Pour une fois, même Jeanne n’était plus au centre de ses préoccupations. L’île de la Cité, ce petit navire qui, depuis des dizaines de siècles était amarré aux quais de Seine par ses ponts. Seulement neuf barricades, comme avait dit de Lescure. Une barricade par pont. L’endroit idéal pour se retrancher et tenir jusqu’au moment où Notre-Dame, cet autre vaisseau emboîté dans le premier, volerait en éclats.

Et, de fait, valait-il mieux qu’elle restât la mosquée Al-Franconi ? Sophia Sévazmiou avait raison, mille fois raison, une messe, rien qu’une messe, mais cette messe valait bien Paris !

Il ressentait une douleur étrange qu’il n’avait jamais éprouvée auparavant. Le cœur peut-être ?

« Alors, c’est l’explosion de la cathédrale qui donnera le signal de la retraite ! s’exclama La Rochejaquelein, comme s’il avait deviné les pensées d’Eugène Olivier. La synchronisation est impeccable ».

Les mots avaient été prononcés.

Aussi étrange que cela puisse paraître, personne ne souleva d’objection. On aurait dit que, dans ce souterrain désaffecté, s’étaient glissée en silence l’ombre des ancêtres, surgie des cryptes, des ossuaires creusés à deux pas de là, dans la terre de France. Et ces ombres murmuraient : « Nous avons édifié ces sanctuaires non pour qu’un ennemi en tire gloire ou pour qu’il outrage le christianisme. Vous avez trop longtemps considéré qu’une église n’était rien d’autre qu’un monument d’architecture. C’est la raison pour laquelle nos anciens architectes resteront à jamais inégalés. Puisque vous en êtes arrivés là, si notre sang coule encore dans vos veines, si vos os sont faits de ce même limon, purifiez l’autel de Dieu ne serait-ce que de cette terrible façon ».

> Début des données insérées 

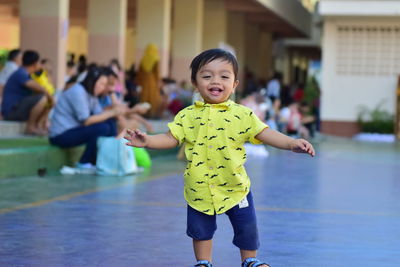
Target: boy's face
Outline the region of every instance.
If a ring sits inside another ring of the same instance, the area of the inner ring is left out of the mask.
[[[216,59],[199,69],[196,74],[196,83],[193,85],[199,90],[206,103],[218,104],[228,100],[238,84],[232,64]]]

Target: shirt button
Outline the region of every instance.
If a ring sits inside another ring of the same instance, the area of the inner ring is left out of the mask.
[[[212,170],[212,169],[213,169],[213,167],[210,167],[209,169],[210,169],[210,170]]]
[[[214,188],[214,187],[215,187],[215,185],[213,185],[213,184],[212,184],[212,185],[210,185],[210,188]]]
[[[213,146],[208,146],[208,148],[213,148]]]
[[[210,126],[210,127],[214,127],[214,124],[213,124],[213,123],[210,123],[208,126]]]

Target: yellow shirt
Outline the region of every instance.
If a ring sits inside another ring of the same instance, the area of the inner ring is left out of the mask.
[[[248,194],[243,144],[261,144],[255,136],[268,127],[249,108],[230,100],[197,101],[180,111],[168,127],[179,144],[186,144],[184,195],[192,208],[221,214]]]
[[[46,89],[46,91],[50,94],[50,95],[54,95],[54,93],[56,92],[56,90],[54,89],[54,86],[51,84],[50,80],[49,80],[49,74],[47,73],[47,71],[42,71],[41,74],[37,75],[36,73],[32,73],[31,77],[33,80],[35,80],[38,84],[40,84],[41,86],[44,87],[44,89]]]

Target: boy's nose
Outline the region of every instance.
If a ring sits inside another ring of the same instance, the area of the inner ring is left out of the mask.
[[[213,78],[211,84],[220,84],[220,80],[218,78]]]

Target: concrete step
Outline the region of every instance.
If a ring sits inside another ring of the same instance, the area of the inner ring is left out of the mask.
[[[1,138],[0,178],[58,173],[63,166],[75,166],[84,146],[60,149],[51,146],[46,138]],[[178,148],[148,150],[151,158],[177,154]],[[152,168],[157,168],[153,166]]]
[[[154,132],[165,133],[168,131],[169,121],[166,120],[150,120],[153,125]],[[4,137],[23,137],[25,131],[25,123],[14,121],[0,120],[0,138]]]
[[[167,132],[167,121],[151,121],[154,131]],[[60,149],[47,137],[23,135],[24,123],[0,121],[0,178],[36,175],[46,170],[58,172],[62,166],[74,166],[84,147]],[[177,149],[149,150],[151,157],[177,153]]]
[[[25,123],[0,120],[0,138],[22,136],[25,131]]]

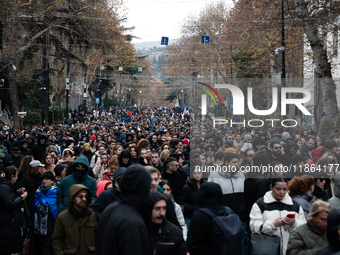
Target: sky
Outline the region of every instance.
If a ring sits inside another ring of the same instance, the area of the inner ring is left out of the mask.
[[[231,3],[231,0],[224,0]],[[190,14],[199,14],[207,3],[214,0],[125,0],[127,27],[135,27],[133,35],[141,38],[132,43],[161,41],[162,36],[180,37],[183,20]]]

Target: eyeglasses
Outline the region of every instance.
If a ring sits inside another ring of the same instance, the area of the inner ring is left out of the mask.
[[[213,151],[213,149],[208,149],[208,151]]]
[[[178,166],[178,164],[172,164],[171,166]]]
[[[252,157],[254,154],[249,154],[248,157]]]
[[[281,147],[274,147],[275,150],[281,150]]]
[[[83,200],[84,198],[87,199],[87,195],[80,194],[79,196],[77,196],[77,198],[79,198],[80,200]]]
[[[319,180],[320,180],[320,182],[324,182],[324,181],[326,181],[326,179],[325,179],[325,178],[320,178]]]

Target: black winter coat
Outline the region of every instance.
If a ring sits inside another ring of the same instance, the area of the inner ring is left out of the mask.
[[[91,150],[90,150],[90,151],[85,151],[85,152],[83,153],[83,155],[88,159],[89,165],[90,165],[91,159],[92,159],[94,153],[92,153]]]
[[[90,209],[96,214],[97,222],[99,222],[100,216],[102,215],[105,208],[118,201],[119,192],[115,189],[104,190],[99,197],[97,197],[90,206]]]
[[[149,255],[188,254],[188,247],[181,230],[166,218],[162,224],[149,227]]]
[[[34,160],[39,160],[40,162],[42,162],[47,147],[48,145],[46,143],[43,145],[39,143],[34,145],[31,149],[31,155],[34,157]]]
[[[22,250],[22,198],[14,186],[1,177],[0,190],[0,253],[17,253]]]
[[[31,211],[31,206],[33,203],[33,199],[35,196],[35,191],[41,185],[41,175],[28,175],[26,174],[21,181],[21,187],[24,187],[28,193],[27,198],[25,200],[25,213],[24,218],[28,219],[28,213]]]
[[[178,198],[178,204],[184,206],[184,217],[191,218],[193,213],[200,208],[198,199],[198,187],[196,184],[188,181],[182,189],[182,194]]]
[[[244,211],[249,222],[249,214],[253,204],[270,189],[270,183],[263,175],[246,178],[244,181]]]

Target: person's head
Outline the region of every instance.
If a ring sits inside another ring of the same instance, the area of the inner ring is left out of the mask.
[[[331,212],[330,204],[317,200],[313,203],[311,212],[307,216],[307,221],[311,221],[318,229],[325,230],[327,228],[327,217]]]
[[[110,172],[114,174],[119,167],[119,160],[116,156],[112,156],[109,160]]]
[[[14,184],[18,180],[18,169],[15,166],[8,166],[0,172],[0,177]]]
[[[340,208],[333,208],[328,214],[327,240],[333,251],[340,251]]]
[[[205,154],[201,154],[199,156],[199,161],[201,162],[201,165],[206,165],[208,163],[207,156]]]
[[[32,155],[26,155],[21,160],[20,167],[19,167],[19,173],[26,174],[27,170],[30,169],[29,164],[31,163],[32,160],[33,160],[33,156]]]
[[[72,163],[72,173],[78,181],[85,179],[89,171],[89,161],[85,156],[79,156]]]
[[[151,224],[162,224],[166,214],[166,199],[162,193],[150,191],[149,199],[146,206],[145,215],[151,220]]]
[[[132,158],[137,158],[138,154],[137,154],[137,147],[135,145],[131,145],[129,146],[129,151],[131,153],[131,157]]]
[[[232,146],[234,144],[234,136],[232,134],[227,135],[225,141],[229,147]]]
[[[42,160],[42,164],[43,165],[51,165],[53,163],[53,157],[51,155],[51,153],[46,153],[44,156],[43,156],[43,160]]]
[[[158,166],[159,162],[160,162],[160,157],[159,157],[159,153],[157,151],[154,151],[151,153],[151,162],[153,165]]]
[[[39,160],[33,160],[29,163],[30,169],[27,171],[28,175],[42,174],[42,168],[45,166]]]
[[[147,158],[147,156],[148,156],[148,151],[147,151],[145,148],[142,148],[142,149],[140,150],[140,156],[141,156],[142,158]]]
[[[328,179],[327,174],[320,174],[317,177],[315,177],[315,186],[317,186],[318,188],[320,188],[321,190],[325,189],[326,186],[326,180]]]
[[[177,162],[176,158],[174,158],[174,157],[168,157],[164,161],[164,168],[169,173],[177,172],[177,166],[178,166],[178,162]]]
[[[311,151],[314,149],[315,146],[315,137],[314,136],[308,136],[305,142],[307,148]]]
[[[74,210],[78,212],[84,211],[88,208],[92,201],[91,191],[82,184],[74,184],[70,187],[69,191],[69,210]]]
[[[288,190],[291,197],[303,195],[306,192],[312,194],[314,191],[314,178],[307,174],[294,177],[288,184]]]
[[[236,169],[238,169],[240,163],[240,156],[233,152],[226,153],[223,158],[223,162],[225,166],[230,166],[230,168],[233,168],[229,173],[236,174]]]
[[[161,161],[164,162],[168,157],[170,157],[170,151],[169,150],[163,150],[159,157],[160,157]]]
[[[226,153],[224,151],[218,151],[218,152],[215,153],[214,160],[215,160],[216,165],[220,165],[220,164],[223,163],[223,159],[224,159],[225,154]]]
[[[17,157],[20,156],[20,149],[19,149],[19,147],[13,147],[12,155],[13,155],[13,157],[15,157],[15,158],[17,158]]]
[[[72,157],[72,151],[70,149],[65,149],[63,151],[63,155],[65,159],[71,158]]]
[[[63,164],[59,164],[59,165],[56,165],[53,171],[56,177],[60,177],[62,179],[65,177],[66,167]]]
[[[199,182],[203,183],[203,172],[200,168],[192,168],[190,169],[190,181],[191,182]]]
[[[161,146],[161,151],[168,150],[170,148],[170,144],[168,142],[164,142]]]
[[[91,152],[91,146],[90,146],[89,143],[84,144],[84,148],[83,148],[82,153],[84,153],[84,152]]]
[[[98,152],[99,152],[99,155],[102,155],[104,152],[105,152],[106,148],[105,148],[105,145],[104,144],[99,144],[98,145]]]
[[[281,144],[280,142],[277,142],[277,141],[272,141],[270,143],[270,150],[272,152],[272,155],[276,158],[280,157],[281,156]]]
[[[45,135],[40,135],[38,138],[38,143],[41,145],[44,145],[46,143],[46,136]]]
[[[243,153],[244,160],[248,163],[251,163],[253,160],[253,155],[255,153],[255,150],[252,148],[246,149]]]
[[[109,156],[107,155],[107,153],[104,152],[103,154],[100,155],[100,161],[102,165],[107,164],[108,160]]]
[[[151,175],[151,187],[150,190],[156,191],[159,185],[159,179],[161,176],[161,173],[158,171],[157,168],[153,167],[153,166],[146,166],[145,167],[150,175]]]
[[[51,171],[45,172],[41,177],[41,184],[45,189],[51,187],[51,185],[55,182],[54,174]]]
[[[160,185],[163,188],[163,193],[171,196],[172,190],[173,190],[173,186],[172,186],[171,182],[168,181],[168,180],[163,180],[160,183]]]
[[[288,190],[288,180],[285,178],[273,178],[270,184],[272,195],[276,200],[282,200]]]
[[[335,140],[326,140],[323,146],[334,153],[336,151],[337,142]]]
[[[151,159],[151,153],[152,153],[152,149],[151,149],[151,148],[147,148],[147,149],[146,149],[146,157],[147,157],[148,159]]]
[[[276,177],[277,175],[282,176],[284,175],[283,164],[280,161],[272,161],[270,164],[270,176]]]
[[[330,157],[321,157],[316,163],[316,169],[321,169],[329,177],[333,177],[336,171],[336,167],[333,162],[334,159],[331,159]]]
[[[152,135],[151,141],[152,141],[153,144],[157,143],[157,135],[156,134]]]

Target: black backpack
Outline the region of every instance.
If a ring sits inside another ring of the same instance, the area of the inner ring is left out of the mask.
[[[214,255],[241,255],[242,254],[242,222],[237,214],[229,207],[215,214],[208,208],[199,211],[208,214],[212,220],[213,251]]]

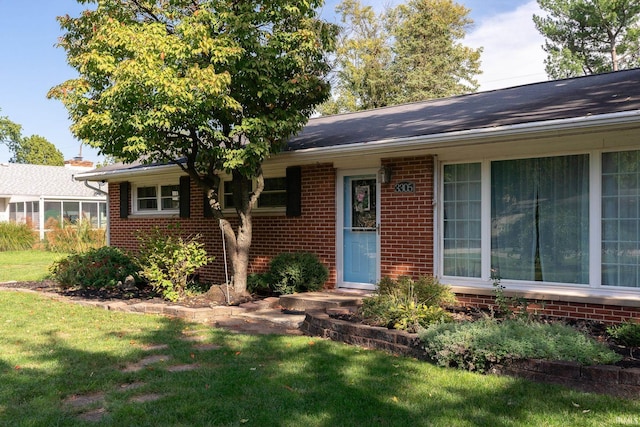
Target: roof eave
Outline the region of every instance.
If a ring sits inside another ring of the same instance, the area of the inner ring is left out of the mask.
[[[546,120],[531,123],[520,123],[513,125],[495,126],[490,128],[469,129],[463,131],[446,132],[433,135],[418,135],[403,138],[387,138],[376,141],[357,142],[346,145],[335,145],[329,147],[304,148],[295,151],[279,153],[278,158],[296,159],[305,162],[316,162],[326,160],[327,157],[347,155],[353,152],[366,154],[398,153],[402,151],[415,150],[417,147],[428,147],[436,149],[439,147],[466,146],[491,141],[496,138],[506,138],[510,136],[526,136],[545,132],[561,132],[572,130],[576,125],[581,129],[602,126],[613,126],[638,123],[640,124],[640,110],[631,110],[609,114],[599,114],[594,116],[572,117],[568,119]],[[148,175],[150,172],[162,173],[179,169],[178,165],[149,165],[136,167],[135,169],[120,169],[114,171],[100,171],[79,173],[75,175],[78,181],[108,181],[111,179],[129,179],[137,176]]]
[[[137,176],[148,175],[149,172],[161,173],[169,170],[179,170],[180,166],[176,164],[166,165],[149,165],[136,167],[135,169],[118,169],[110,171],[100,171],[96,169],[91,172],[79,173],[74,175],[76,181],[108,181],[109,179],[128,179],[135,178]]]

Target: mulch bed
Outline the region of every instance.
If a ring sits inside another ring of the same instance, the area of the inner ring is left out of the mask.
[[[177,302],[164,300],[150,286],[138,286],[131,287],[129,289],[123,289],[119,287],[101,289],[61,288],[54,281],[44,280],[41,282],[0,283],[0,287],[30,289],[38,292],[52,292],[72,299],[86,299],[93,301],[122,301],[127,304],[154,302],[192,308],[213,307],[220,305],[238,305],[252,299],[250,296],[236,295],[233,292],[232,288],[227,289],[224,285],[212,286],[208,292],[185,297]],[[228,299],[227,296],[229,296]],[[228,301],[231,304],[228,304]]]

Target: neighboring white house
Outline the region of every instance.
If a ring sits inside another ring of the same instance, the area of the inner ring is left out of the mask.
[[[56,218],[59,223],[85,219],[94,228],[105,228],[106,185],[91,184],[90,188],[74,180],[74,175],[93,169],[90,162],[66,163],[0,163],[0,221],[29,222],[39,231],[40,239],[44,239],[49,218]],[[78,163],[86,166],[77,166]]]

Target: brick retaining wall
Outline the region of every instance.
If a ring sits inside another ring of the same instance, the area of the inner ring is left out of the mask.
[[[312,336],[429,360],[417,334],[334,319],[324,311],[307,312],[300,329]],[[640,397],[640,369],[613,365],[583,366],[575,362],[514,360],[495,365],[490,373],[561,384],[587,392]]]

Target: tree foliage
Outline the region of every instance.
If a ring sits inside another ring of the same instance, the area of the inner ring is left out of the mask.
[[[545,37],[546,71],[567,78],[640,65],[640,2],[637,0],[538,0],[534,15]]]
[[[376,14],[343,0],[334,99],[324,114],[440,98],[477,90],[481,49],[461,40],[473,21],[452,0],[409,0]]]
[[[22,126],[12,122],[6,116],[0,116],[0,143],[13,151],[13,147],[20,142]]]
[[[69,110],[73,133],[105,155],[183,159],[220,219],[244,291],[262,162],[329,94],[336,30],[317,18],[322,0],[79,1],[96,8],[59,18],[79,77],[50,96]],[[237,231],[221,210],[220,172],[233,178]]]
[[[45,137],[31,135],[21,138],[15,147],[12,161],[31,165],[64,166],[64,155]]]
[[[0,117],[0,144],[5,144],[13,157],[12,163],[63,166],[64,156],[46,138],[39,135],[22,136],[22,126]]]
[[[358,0],[343,0],[336,12],[345,24],[336,48],[337,99],[324,104],[323,113],[388,105],[392,51],[384,23],[371,6]]]

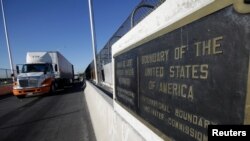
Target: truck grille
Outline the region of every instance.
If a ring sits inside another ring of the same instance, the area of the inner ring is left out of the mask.
[[[37,87],[38,86],[38,80],[19,80],[19,84],[21,87]]]

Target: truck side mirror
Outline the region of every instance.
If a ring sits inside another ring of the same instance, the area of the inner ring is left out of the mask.
[[[43,70],[43,74],[47,74],[47,71],[48,71],[48,67],[46,66]]]
[[[19,66],[16,66],[16,73],[19,74]]]

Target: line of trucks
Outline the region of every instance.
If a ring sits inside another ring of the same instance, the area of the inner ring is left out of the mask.
[[[16,70],[13,94],[18,98],[55,93],[74,80],[73,65],[58,51],[27,52],[26,63]]]

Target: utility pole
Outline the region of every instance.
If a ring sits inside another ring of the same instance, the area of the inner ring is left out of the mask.
[[[98,75],[97,75],[97,63],[96,63],[96,40],[95,40],[95,26],[94,26],[94,18],[93,18],[93,9],[92,9],[92,0],[89,0],[89,19],[90,19],[90,28],[91,28],[91,37],[92,37],[92,48],[93,48],[93,56],[94,56],[94,66],[95,66],[95,78],[96,84],[98,84]]]
[[[2,14],[3,14],[3,25],[4,25],[4,32],[5,32],[5,38],[6,38],[6,44],[8,48],[8,54],[9,54],[9,61],[10,61],[10,69],[11,73],[13,74],[13,81],[14,81],[14,67],[13,67],[13,61],[12,61],[12,54],[11,54],[11,49],[10,49],[10,43],[9,43],[9,37],[8,37],[8,31],[7,31],[7,25],[5,21],[5,14],[4,14],[4,8],[3,8],[3,1],[1,0],[1,8],[2,8]]]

« Notre-Dame a résisté aux siècles, jeta d’un ton désabusé un maquisard d’une quarantaine d’années. Rien à voir avec un quelconque gratte-ciel du XXe siècle. Quel type d’explosion pourrait l’anéantir totalement, sans laisser de traces ? Et même si les dépôts d’armes contiennent assez d’explosifs, quelle quantité faudra-t-il en acheminer et combien de temps faudra-t-il pour miner l’édifice ? Pour peu que les murs restent debout, l’opération n’a plus aucun sens ».

Ce fut au tour d’un chrétien de demander la parole. C’était un vieillard débile à moitié déplumé comme un pissenlit secoué par le vent :

« Quinze à trente kilos suffiront. Tout dépend de la puissance de l’explosif. N’oubliez pas, mes amis, que c’est de l’architecture gothique, même s’il y a plus délicat dans ce style. Comment vous expliquer….Le verre blindé résiste effectivement aux balles, mais si l’on frappe en un certain point, on peut d’un seul coup le réduire en poussière. Si nos architectes n’avait pas connu de semblables secrets, jamais le gothique ne serait parti à l’assaut du ciel ».

La Rochejaquelein se rembrunit :

« Encore faut-il connaître l’emplacement de ces points faibles, que ce soit dans du verre, ou dans l’appareil de pierre de la cathédrale ».

« Monsieur Peyran sera là pour nous les indiquer, intervint Sophia d’un ton enjoué. Il n’est pas architecte pour rien. Vous pourrez, je pense, vous procurer les plans de Notre Dame, monsieur Peyran ? ».

« Bien sûr, madame Sévazmiou, les plans les plus détaillés », acquiesça le vieillard.

« Il nous faudra quatre heures pour prendre la Cité. Environ cinq pour la pose des explosifs et la célébration de la messe. La manœuvre de repli se fera aussi par étapes. Pendant que les uns se retireront, d’autres les couvriront. Nous tiendrons l’île douze heures au minimum ».

La Rochejaquelein embrassa du regard les dizaines de visages qui le fixaient.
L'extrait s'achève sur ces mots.